Come dire che le élite risorgimentali vinsero su una immensa Vandea refrattaria, comunque sorda. In notevole misura esse non rappresentavano l’Italia, forse addirittura la conquistarono. Credo che sia un caso unico quello che vide la (futura) Capitale del Paese essere non alla guida del processo unificatore, come accadde a Parigi o a Londra, ma conquistata - appunto - a colpi di cannone. È diffusa la lamentazione che l’Italia non abbia avuto una Riforma. Porta Pia è stata la Riforma italiana, e sul piano storico o etico l’evento non va considerato di importanza inferiore alla Riforma innescata da Lutero, Calvino, ecc..

Le élite risorgimentali e post-risorgimentali non attuarono politiche “popolari”, furono spesso, con la Destra, impopolari e oppressive, perfino brutali con il Crispi che ordina la repressione dei “Fasci siciliani”. Questo distacco restò sempre forte, i cattolici del “non expedit”, il Partito Radicale, i socialisti e gli stessi popolari, portatori di esigenze “democratiche”, furono visti come elementi eversivi. Le élite di eredità “liberale” restarono chiuse in se stesse. Non casualmente, Benito Mussolini giocò sull’antiparlamentarismo diffuso, per portare finalmente il “popolo” al potere.
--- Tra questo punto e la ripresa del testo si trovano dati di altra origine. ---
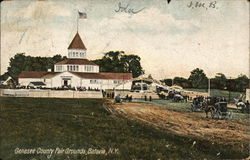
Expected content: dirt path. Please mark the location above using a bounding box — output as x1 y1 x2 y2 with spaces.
104 100 250 145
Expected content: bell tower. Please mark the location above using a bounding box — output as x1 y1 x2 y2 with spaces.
68 32 87 59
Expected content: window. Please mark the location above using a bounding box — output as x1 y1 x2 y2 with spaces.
76 52 78 57
56 65 62 71
76 65 79 71
67 65 69 71
84 65 92 72
73 65 76 71
114 80 122 84
73 52 75 57
70 66 73 71
90 79 98 84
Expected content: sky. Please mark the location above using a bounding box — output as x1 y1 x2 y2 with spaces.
1 0 249 79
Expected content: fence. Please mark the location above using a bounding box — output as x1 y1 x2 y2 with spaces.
0 89 103 99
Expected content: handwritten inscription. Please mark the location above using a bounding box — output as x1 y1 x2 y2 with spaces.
187 1 218 10
115 2 145 14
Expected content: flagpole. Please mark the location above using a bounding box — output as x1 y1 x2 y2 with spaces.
77 11 79 32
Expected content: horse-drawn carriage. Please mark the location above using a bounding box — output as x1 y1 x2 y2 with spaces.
191 96 205 112
234 99 250 114
172 94 184 102
210 102 232 119
191 96 233 119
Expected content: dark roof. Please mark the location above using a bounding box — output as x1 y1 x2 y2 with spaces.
100 72 132 80
71 72 106 79
19 71 132 80
19 71 48 78
72 72 132 80
19 71 60 78
68 32 87 50
55 59 98 66
29 81 46 86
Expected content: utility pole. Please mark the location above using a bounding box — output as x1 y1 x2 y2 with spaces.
208 78 211 96
141 79 143 92
228 77 231 103
122 73 124 93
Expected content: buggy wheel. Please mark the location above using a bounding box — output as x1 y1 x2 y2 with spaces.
218 111 222 119
227 112 233 119
191 105 195 112
211 111 216 119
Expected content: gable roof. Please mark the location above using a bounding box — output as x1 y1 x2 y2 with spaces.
68 32 87 50
72 72 132 80
99 72 132 80
71 72 105 79
55 59 98 66
19 71 48 78
18 71 132 80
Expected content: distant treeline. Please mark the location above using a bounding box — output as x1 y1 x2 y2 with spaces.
161 68 249 92
0 53 248 92
0 53 67 80
92 51 144 78
0 51 144 81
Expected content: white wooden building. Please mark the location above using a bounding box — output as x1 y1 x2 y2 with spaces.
18 32 132 90
246 89 250 101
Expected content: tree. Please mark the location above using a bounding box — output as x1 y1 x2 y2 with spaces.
161 79 172 86
211 73 227 90
188 68 208 89
92 51 144 78
0 72 10 81
6 53 67 79
7 53 26 79
173 77 191 88
234 74 249 92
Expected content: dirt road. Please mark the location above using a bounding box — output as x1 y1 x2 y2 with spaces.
105 100 250 146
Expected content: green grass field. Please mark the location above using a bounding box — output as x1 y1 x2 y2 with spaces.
134 99 249 120
185 88 244 102
0 97 248 160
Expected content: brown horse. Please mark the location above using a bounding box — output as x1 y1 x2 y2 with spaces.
204 105 216 118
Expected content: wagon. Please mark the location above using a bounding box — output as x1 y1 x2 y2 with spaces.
191 97 205 112
172 94 184 102
211 102 232 119
191 103 204 112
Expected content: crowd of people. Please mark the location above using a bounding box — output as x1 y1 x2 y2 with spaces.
15 85 102 92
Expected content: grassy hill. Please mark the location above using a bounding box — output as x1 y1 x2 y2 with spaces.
0 97 247 159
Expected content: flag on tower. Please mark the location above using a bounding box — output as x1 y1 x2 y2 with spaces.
78 11 87 19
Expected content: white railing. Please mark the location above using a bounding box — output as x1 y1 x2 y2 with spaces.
0 89 102 98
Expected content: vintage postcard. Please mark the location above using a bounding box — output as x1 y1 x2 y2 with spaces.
0 0 249 159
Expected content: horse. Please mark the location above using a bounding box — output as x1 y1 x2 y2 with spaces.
203 97 218 118
204 105 216 118
234 98 246 110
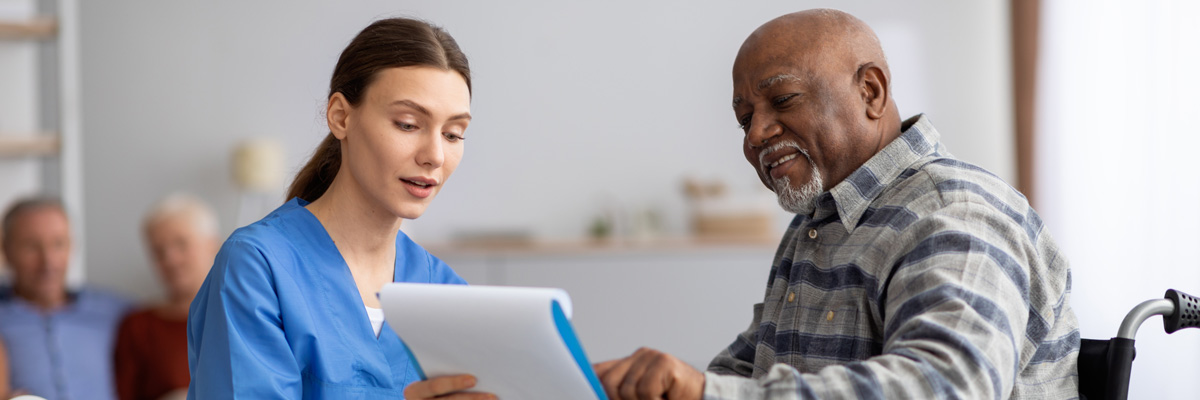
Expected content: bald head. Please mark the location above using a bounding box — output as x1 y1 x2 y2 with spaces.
734 9 892 110
733 9 902 214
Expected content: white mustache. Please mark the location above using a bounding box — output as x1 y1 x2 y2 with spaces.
758 141 809 173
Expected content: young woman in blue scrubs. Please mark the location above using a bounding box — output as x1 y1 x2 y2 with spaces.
187 18 479 399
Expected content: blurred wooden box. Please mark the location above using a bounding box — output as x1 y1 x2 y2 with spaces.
691 212 773 241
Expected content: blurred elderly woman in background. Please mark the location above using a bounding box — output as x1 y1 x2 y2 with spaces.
113 194 220 400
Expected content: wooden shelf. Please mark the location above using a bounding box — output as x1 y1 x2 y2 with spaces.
424 235 778 258
0 17 57 40
0 134 60 157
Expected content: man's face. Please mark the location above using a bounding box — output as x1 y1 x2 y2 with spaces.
2 207 71 300
732 38 874 214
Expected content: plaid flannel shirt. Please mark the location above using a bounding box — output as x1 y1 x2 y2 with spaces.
705 115 1079 399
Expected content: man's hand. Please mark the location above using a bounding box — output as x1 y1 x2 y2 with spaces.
593 347 705 400
403 374 496 400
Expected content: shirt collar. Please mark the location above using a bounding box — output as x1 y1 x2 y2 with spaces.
0 286 84 313
816 114 942 231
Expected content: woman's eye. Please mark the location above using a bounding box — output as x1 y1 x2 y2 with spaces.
396 122 418 131
443 132 465 142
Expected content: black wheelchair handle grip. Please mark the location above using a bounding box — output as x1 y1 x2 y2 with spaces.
1164 289 1200 334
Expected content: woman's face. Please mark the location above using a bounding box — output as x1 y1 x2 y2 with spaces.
145 214 217 298
333 66 471 220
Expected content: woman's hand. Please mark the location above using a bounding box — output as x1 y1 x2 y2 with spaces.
403 374 497 400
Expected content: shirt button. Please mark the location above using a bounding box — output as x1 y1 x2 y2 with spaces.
787 291 796 302
808 229 818 239
826 310 836 321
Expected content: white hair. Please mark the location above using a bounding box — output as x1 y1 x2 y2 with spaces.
758 142 824 215
772 158 823 215
143 193 219 239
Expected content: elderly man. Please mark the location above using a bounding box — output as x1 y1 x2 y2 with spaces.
592 9 1079 400
114 194 220 400
0 197 130 400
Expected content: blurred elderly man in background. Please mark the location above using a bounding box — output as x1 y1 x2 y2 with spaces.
594 9 1078 400
0 197 130 400
114 194 220 400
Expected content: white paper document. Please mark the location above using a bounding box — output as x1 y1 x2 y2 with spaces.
379 283 608 399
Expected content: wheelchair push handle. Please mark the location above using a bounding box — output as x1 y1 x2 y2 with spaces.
1116 288 1199 339
1164 289 1200 334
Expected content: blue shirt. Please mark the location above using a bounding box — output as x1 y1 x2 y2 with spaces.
0 287 131 400
187 198 466 399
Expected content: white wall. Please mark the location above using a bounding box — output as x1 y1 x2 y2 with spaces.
1037 1 1200 397
77 0 1014 301
445 247 777 369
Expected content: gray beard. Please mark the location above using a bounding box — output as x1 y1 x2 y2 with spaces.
770 152 824 215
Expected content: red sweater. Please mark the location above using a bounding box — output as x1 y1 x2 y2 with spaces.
114 308 190 400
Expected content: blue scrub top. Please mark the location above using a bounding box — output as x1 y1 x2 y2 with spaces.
187 198 465 399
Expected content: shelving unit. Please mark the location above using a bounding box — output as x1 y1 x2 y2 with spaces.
424 236 777 259
0 0 85 284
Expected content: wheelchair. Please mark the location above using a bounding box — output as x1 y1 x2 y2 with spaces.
1078 289 1200 400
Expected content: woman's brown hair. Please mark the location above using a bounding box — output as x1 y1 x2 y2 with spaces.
286 18 471 203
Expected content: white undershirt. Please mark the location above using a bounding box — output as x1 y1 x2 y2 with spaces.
366 306 385 338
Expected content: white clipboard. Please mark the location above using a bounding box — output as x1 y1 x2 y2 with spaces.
379 283 608 399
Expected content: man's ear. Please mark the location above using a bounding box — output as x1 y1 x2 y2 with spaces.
327 92 351 140
857 62 889 120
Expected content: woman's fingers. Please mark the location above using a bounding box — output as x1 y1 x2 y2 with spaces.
403 374 491 399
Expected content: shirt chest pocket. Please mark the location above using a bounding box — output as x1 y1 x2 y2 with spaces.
775 291 875 369
779 293 861 336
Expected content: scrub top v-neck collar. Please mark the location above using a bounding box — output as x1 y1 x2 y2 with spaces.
285 201 408 377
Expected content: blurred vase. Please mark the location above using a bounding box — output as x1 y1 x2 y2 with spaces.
231 138 285 226
231 138 284 193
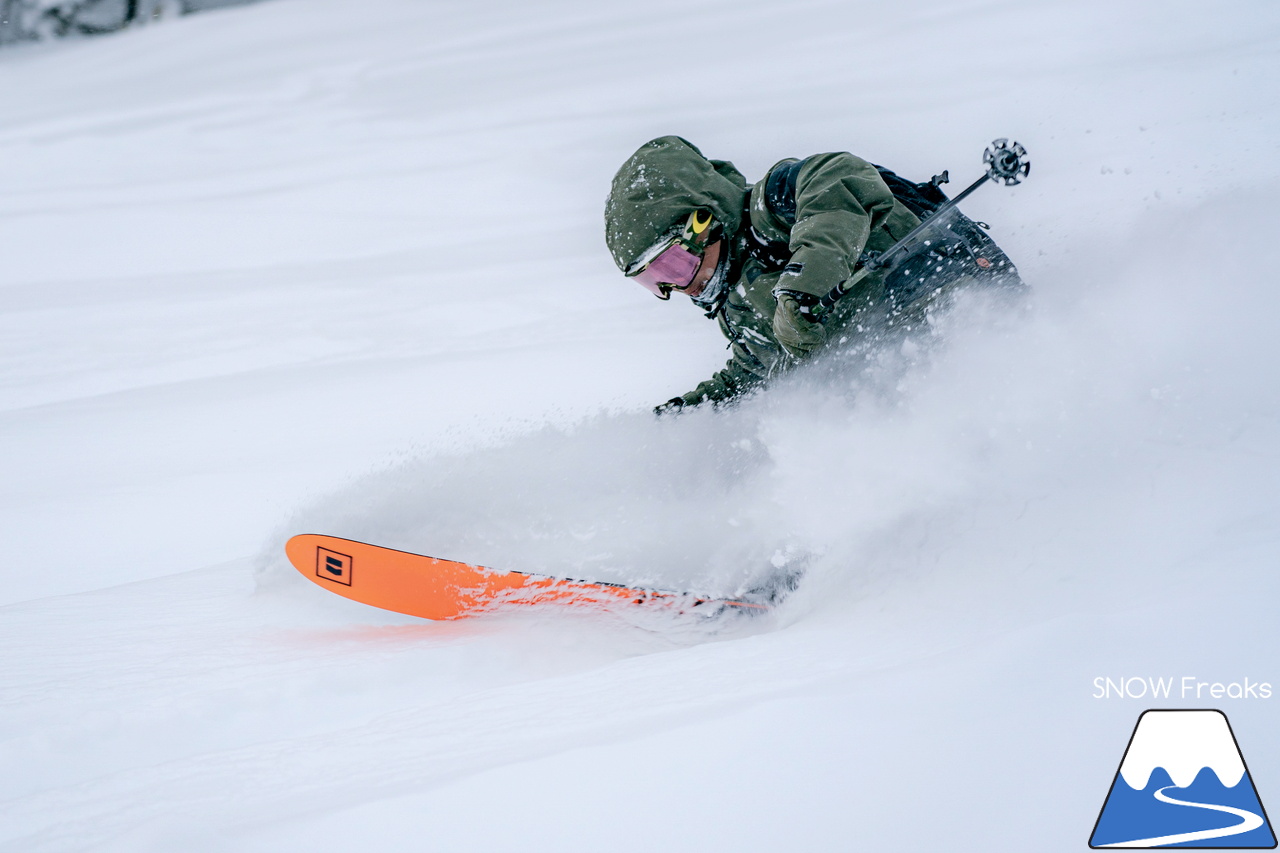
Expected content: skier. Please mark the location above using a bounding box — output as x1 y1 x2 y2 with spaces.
604 135 1021 414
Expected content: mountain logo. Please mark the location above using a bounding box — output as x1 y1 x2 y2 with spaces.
1090 709 1276 848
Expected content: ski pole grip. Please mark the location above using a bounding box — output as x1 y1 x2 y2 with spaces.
819 266 871 315
817 288 841 316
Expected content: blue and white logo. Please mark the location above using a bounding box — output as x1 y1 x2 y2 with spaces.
1091 709 1276 848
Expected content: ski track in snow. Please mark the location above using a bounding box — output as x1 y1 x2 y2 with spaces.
1 0 1279 850
1099 786 1265 848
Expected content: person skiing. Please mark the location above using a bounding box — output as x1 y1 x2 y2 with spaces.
603 135 1021 414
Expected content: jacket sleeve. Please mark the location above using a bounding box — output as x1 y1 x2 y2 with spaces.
773 152 899 299
679 354 764 406
679 321 779 404
678 290 783 405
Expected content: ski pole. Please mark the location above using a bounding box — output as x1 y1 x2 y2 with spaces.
815 138 1030 316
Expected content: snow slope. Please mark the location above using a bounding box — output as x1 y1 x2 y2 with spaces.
1 0 1278 849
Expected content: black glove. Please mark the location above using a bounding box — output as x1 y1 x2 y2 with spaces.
653 397 686 417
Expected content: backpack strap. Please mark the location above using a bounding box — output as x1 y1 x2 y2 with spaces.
763 158 805 226
741 191 792 273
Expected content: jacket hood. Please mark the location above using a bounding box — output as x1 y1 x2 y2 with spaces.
604 136 747 272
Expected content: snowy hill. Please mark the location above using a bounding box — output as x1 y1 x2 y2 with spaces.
1 0 1278 849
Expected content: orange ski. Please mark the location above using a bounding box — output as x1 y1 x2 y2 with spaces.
285 534 770 621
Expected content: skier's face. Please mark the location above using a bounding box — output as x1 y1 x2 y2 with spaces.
678 238 722 299
625 210 719 299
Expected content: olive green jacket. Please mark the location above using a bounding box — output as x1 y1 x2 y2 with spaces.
605 137 920 406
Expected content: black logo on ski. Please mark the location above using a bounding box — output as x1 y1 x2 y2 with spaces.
316 547 353 586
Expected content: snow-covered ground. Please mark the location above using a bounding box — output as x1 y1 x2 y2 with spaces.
2 0 1278 849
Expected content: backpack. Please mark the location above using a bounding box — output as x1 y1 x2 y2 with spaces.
871 165 950 221
761 156 951 227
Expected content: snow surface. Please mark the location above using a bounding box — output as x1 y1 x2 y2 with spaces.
1 0 1279 849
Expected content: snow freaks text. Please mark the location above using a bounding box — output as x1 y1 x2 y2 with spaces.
1093 677 1273 700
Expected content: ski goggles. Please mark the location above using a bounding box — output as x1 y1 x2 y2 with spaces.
625 210 716 299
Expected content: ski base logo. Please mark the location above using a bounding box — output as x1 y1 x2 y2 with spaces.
1090 709 1276 848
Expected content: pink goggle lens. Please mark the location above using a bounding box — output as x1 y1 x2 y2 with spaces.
629 242 701 297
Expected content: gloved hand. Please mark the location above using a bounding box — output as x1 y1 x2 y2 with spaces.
653 397 686 417
773 290 826 359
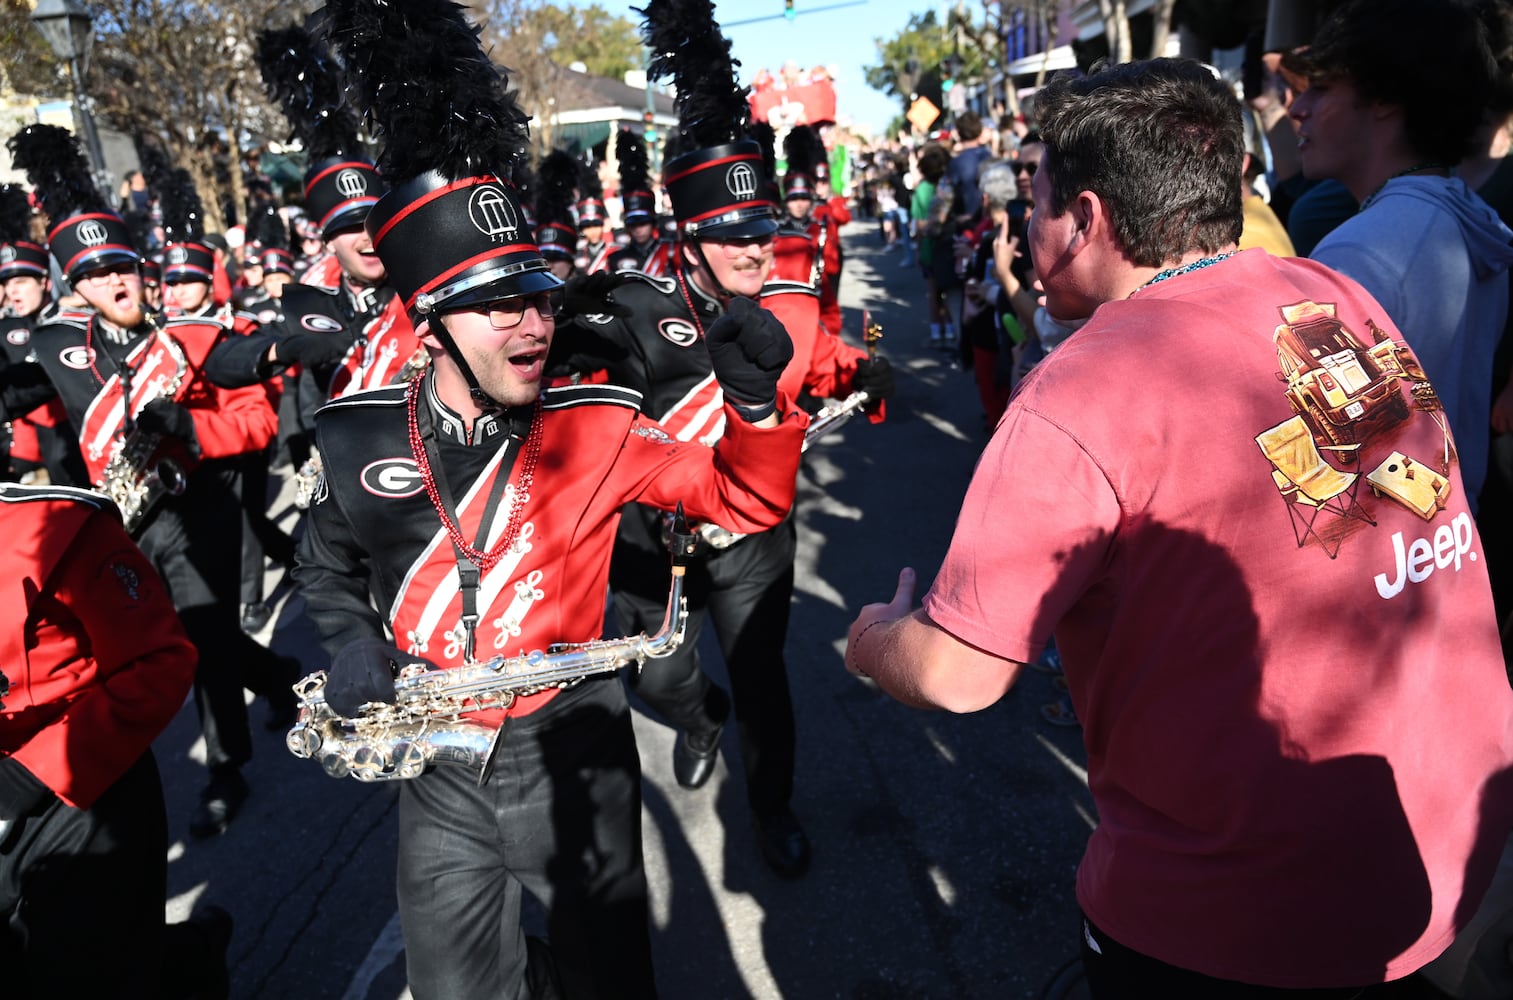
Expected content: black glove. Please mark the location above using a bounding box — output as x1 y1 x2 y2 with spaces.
705 296 793 419
135 398 197 442
0 757 54 853
559 271 634 320
278 333 350 370
325 638 417 719
851 357 896 403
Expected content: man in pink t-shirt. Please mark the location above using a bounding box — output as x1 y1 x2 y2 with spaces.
846 58 1513 996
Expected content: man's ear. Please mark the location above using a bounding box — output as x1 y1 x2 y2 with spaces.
416 316 443 351
678 240 700 269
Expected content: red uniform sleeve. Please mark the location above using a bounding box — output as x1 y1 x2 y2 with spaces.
826 196 852 227
11 509 197 809
184 379 278 459
617 397 809 534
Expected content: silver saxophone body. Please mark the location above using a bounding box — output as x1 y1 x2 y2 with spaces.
288 555 691 782
96 324 192 535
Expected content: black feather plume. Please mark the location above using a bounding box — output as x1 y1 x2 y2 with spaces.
158 168 207 244
0 184 35 244
637 0 749 148
746 121 777 183
616 129 650 194
248 203 289 252
577 156 603 201
5 124 106 225
783 125 821 178
322 0 531 183
537 150 580 228
255 24 364 162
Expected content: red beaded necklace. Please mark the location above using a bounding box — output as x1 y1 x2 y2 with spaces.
674 260 708 340
405 372 544 573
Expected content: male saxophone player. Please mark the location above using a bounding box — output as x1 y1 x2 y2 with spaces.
293 1 807 995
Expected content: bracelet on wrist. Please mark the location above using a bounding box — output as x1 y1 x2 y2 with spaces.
728 397 777 423
849 619 888 678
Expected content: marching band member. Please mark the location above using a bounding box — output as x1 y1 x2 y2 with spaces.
555 0 893 880
535 149 583 282
0 484 204 996
5 124 292 839
609 128 672 276
783 125 848 338
0 184 85 487
573 162 615 275
294 0 806 994
203 24 408 458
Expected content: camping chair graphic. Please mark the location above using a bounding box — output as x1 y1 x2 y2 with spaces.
1256 415 1377 559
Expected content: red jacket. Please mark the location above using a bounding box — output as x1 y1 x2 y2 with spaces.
0 486 196 809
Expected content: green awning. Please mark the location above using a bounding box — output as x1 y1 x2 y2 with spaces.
554 121 612 154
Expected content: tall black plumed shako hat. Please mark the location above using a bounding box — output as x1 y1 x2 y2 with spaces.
257 23 382 240
7 124 139 281
321 0 558 325
638 0 776 240
0 184 48 282
536 150 582 262
143 145 215 285
616 128 657 225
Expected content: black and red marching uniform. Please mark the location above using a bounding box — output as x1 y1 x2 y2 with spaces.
22 309 290 779
575 238 616 276
294 374 806 996
0 484 197 997
0 307 85 485
205 279 416 461
562 267 873 823
609 237 672 277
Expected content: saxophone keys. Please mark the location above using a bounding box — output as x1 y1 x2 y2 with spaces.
351 744 393 778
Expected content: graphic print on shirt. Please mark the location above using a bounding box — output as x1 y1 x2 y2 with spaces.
1254 299 1471 587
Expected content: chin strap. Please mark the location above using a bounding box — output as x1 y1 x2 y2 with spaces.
680 239 737 304
424 314 505 413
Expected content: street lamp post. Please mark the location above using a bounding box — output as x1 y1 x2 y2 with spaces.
30 0 111 195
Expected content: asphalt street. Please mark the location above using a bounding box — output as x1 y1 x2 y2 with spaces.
155 220 1098 999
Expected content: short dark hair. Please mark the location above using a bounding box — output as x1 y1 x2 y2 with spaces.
918 143 951 183
1035 58 1243 268
1283 0 1495 163
955 111 983 142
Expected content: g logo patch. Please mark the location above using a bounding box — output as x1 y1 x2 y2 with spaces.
6 328 29 346
59 345 94 370
658 318 699 347
300 314 345 334
361 458 425 499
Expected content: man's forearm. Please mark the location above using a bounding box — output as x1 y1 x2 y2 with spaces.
851 608 1022 713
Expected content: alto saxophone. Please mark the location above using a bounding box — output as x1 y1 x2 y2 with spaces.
97 319 193 535
287 509 700 782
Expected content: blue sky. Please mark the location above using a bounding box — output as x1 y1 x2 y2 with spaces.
568 1 940 135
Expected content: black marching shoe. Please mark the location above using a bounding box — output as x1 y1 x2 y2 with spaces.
672 725 723 789
240 602 272 635
755 807 811 879
189 769 249 840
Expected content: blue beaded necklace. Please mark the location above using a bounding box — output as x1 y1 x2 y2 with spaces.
1131 250 1237 297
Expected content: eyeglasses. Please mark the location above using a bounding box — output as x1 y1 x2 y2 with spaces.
1011 160 1039 176
75 263 139 285
704 235 774 258
464 291 556 329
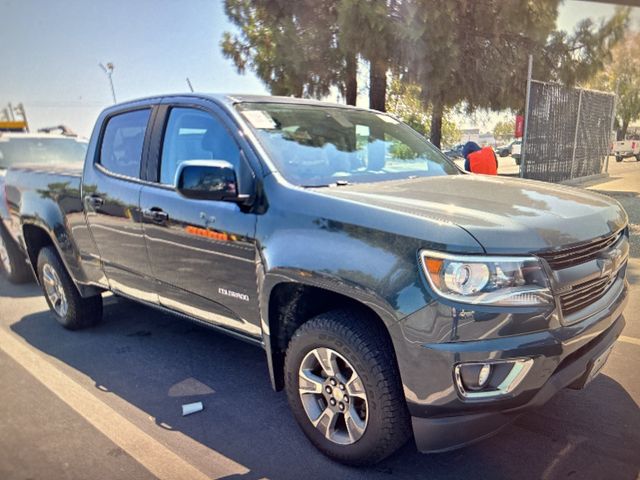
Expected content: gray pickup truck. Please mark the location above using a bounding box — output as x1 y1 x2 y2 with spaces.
2 94 629 465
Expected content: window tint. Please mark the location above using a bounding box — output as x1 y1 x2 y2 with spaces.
99 109 150 178
160 108 240 185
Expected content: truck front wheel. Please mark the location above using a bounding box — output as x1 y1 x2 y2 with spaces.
616 155 623 162
284 309 411 465
36 246 102 330
0 224 32 284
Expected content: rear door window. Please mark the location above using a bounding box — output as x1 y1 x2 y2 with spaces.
99 109 151 178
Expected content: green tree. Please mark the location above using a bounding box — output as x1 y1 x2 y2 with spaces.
221 0 400 110
386 77 460 145
337 0 399 111
221 0 347 99
589 32 640 139
399 1 630 147
221 0 629 144
542 8 629 86
493 120 514 141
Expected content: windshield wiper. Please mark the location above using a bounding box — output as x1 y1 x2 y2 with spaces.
303 180 351 188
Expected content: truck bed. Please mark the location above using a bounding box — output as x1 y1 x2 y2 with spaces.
4 163 84 232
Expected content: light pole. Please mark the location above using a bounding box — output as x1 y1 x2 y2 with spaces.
99 62 117 104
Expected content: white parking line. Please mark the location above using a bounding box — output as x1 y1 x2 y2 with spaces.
0 328 249 480
619 335 640 347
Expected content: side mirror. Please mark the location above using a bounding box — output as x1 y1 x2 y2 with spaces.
175 160 242 202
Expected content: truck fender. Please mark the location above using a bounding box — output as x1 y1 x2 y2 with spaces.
19 202 100 297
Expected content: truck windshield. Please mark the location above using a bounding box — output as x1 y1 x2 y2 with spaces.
0 137 88 169
236 103 459 186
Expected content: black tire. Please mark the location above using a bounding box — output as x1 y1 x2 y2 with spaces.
36 246 102 330
0 223 32 284
635 155 640 162
284 309 411 466
616 155 623 163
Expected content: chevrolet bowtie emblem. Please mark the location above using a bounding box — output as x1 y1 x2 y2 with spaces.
597 258 614 278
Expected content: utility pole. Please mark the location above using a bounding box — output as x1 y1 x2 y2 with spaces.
99 62 117 104
520 54 533 179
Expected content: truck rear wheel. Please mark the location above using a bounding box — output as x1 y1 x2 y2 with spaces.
284 309 411 465
616 155 623 162
0 224 32 284
36 246 102 330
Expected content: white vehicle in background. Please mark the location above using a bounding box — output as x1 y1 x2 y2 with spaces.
511 139 522 164
612 133 640 162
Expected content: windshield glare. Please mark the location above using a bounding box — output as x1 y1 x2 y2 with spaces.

La storia d’Italia è quella di un Paese che ha dovuto recuperare in un pugno di anni vicende politiche e istituzionali che altrove erano state di durata secolare, e avevano visto le élite formarsi e stabilizzarsi in processi lunghi, anche essi peraltro  complessi e dolorosi. Vogliamo riconoscere che la minoranza cui si deve l’Unità fu, con tutti i suoi difetti, genialmete all’altezza dei propositi e delle attese, anche se portò con sé – come ci ricorda opportunamente Mieli – problemi e mancanze destinati a restare a lungo  irrisolti?